Csf1r gene encodes the receptor for colony stimulating factor 1. The colony stimulating factor 1 (Csf1) is a cytokine which controls the production, differentiation, and function of macrophages. This receptor mediates most of the biological effects of this cytokine. After a peripheral nerve lesion, the neuron undergoes a number of degenerative processes, the so-called Wallerian degeneration, followed by attempts at regeneration. Breakdown of the axon distal to the site of injury is initiated 48 to 96 h after transection. Deterioration of myelin begins, and the axon becomes disorganized. Macrophages, as immune cells, gathered around the damaged areas can phagocytose myelin and axonal debris  which is conducive to decrease inflammatory immune response[54–56], as well as promoted axonal regeneration by releasing a large number of regeneration related factors, including extracellular matrix proteins, growth factors, cytokines and chemokines[31, 57–59]. Our results indicate that the combination of FMSPs and magnetic field can improve the biological function of Csf1 cytokines by up-regulating the expression of Csf1r gene, and in turn contribute to axonal regeneration through Csf1 dependent macrophages activation .
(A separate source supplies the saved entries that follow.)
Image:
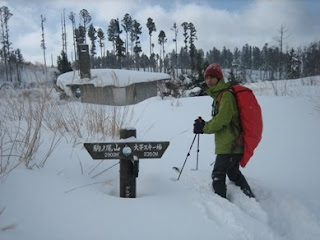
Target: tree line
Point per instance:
(271, 62)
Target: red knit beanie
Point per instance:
(214, 70)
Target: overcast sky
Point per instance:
(230, 23)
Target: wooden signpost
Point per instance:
(129, 154)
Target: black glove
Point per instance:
(198, 125)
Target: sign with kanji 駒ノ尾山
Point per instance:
(117, 150)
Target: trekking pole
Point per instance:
(187, 156)
(198, 152)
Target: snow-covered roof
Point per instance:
(110, 77)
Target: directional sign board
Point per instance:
(120, 150)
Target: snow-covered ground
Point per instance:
(69, 199)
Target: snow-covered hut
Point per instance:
(112, 86)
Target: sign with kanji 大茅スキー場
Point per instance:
(121, 150)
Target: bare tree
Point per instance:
(280, 40)
(101, 37)
(175, 29)
(5, 15)
(64, 32)
(73, 21)
(86, 19)
(152, 28)
(43, 44)
(127, 26)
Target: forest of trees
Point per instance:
(272, 62)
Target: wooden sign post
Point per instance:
(129, 154)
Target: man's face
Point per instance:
(211, 81)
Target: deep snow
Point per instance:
(59, 202)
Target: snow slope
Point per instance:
(64, 200)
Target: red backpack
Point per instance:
(250, 119)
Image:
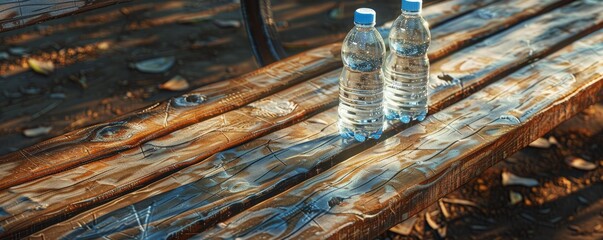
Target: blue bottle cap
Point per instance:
(412, 5)
(365, 16)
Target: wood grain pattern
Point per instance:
(130, 131)
(20, 13)
(103, 179)
(285, 153)
(441, 12)
(485, 21)
(372, 191)
(480, 23)
(101, 140)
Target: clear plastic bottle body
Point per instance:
(406, 69)
(361, 84)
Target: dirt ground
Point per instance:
(94, 81)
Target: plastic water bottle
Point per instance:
(406, 68)
(361, 80)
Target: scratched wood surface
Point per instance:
(20, 13)
(390, 182)
(66, 191)
(172, 214)
(484, 21)
(129, 131)
(101, 140)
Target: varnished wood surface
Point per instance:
(173, 214)
(99, 180)
(130, 131)
(485, 21)
(20, 13)
(102, 140)
(372, 191)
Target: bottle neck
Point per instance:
(411, 13)
(359, 25)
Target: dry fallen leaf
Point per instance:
(432, 223)
(103, 46)
(540, 143)
(42, 67)
(511, 179)
(553, 141)
(444, 210)
(36, 132)
(579, 163)
(177, 83)
(155, 65)
(18, 51)
(4, 55)
(194, 19)
(405, 228)
(460, 202)
(515, 197)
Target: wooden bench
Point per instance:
(259, 155)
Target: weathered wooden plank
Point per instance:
(441, 12)
(20, 13)
(99, 180)
(483, 22)
(178, 201)
(129, 131)
(390, 182)
(94, 142)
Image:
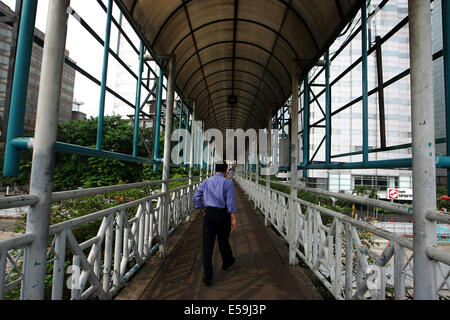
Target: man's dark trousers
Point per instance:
(217, 222)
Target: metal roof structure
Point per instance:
(238, 50)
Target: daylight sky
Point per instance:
(84, 50)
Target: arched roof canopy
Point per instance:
(244, 48)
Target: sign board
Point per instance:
(399, 194)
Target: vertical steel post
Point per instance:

Ppp1r1c gene encodes protein phosphatase 1 (PP1) regulatory inhibitor subunit 1C, belongs to a group of PP1 inhibitory subunits that are themselves regulated by phosphorylation. PP1 is a major serine/threonine phosphatase that regulates a variety of cellular functions and play a critical role in the regulation of neuronal morphology. PP1 is proved to promote axonal growth by dephosphorylation of the microtubule-associated proteins . However, Ppp1r1c as an up-regulated gene, contribute to the development of axon growth in the current study. The possible reason of this seemingly contradictory effect may be heterogeneity of samples between different experiments. There are few Ppp1r1c studies associated with axon growth. Thus, the potential molecular mechanism of Ppp1r1c for axon growth needs more evidences.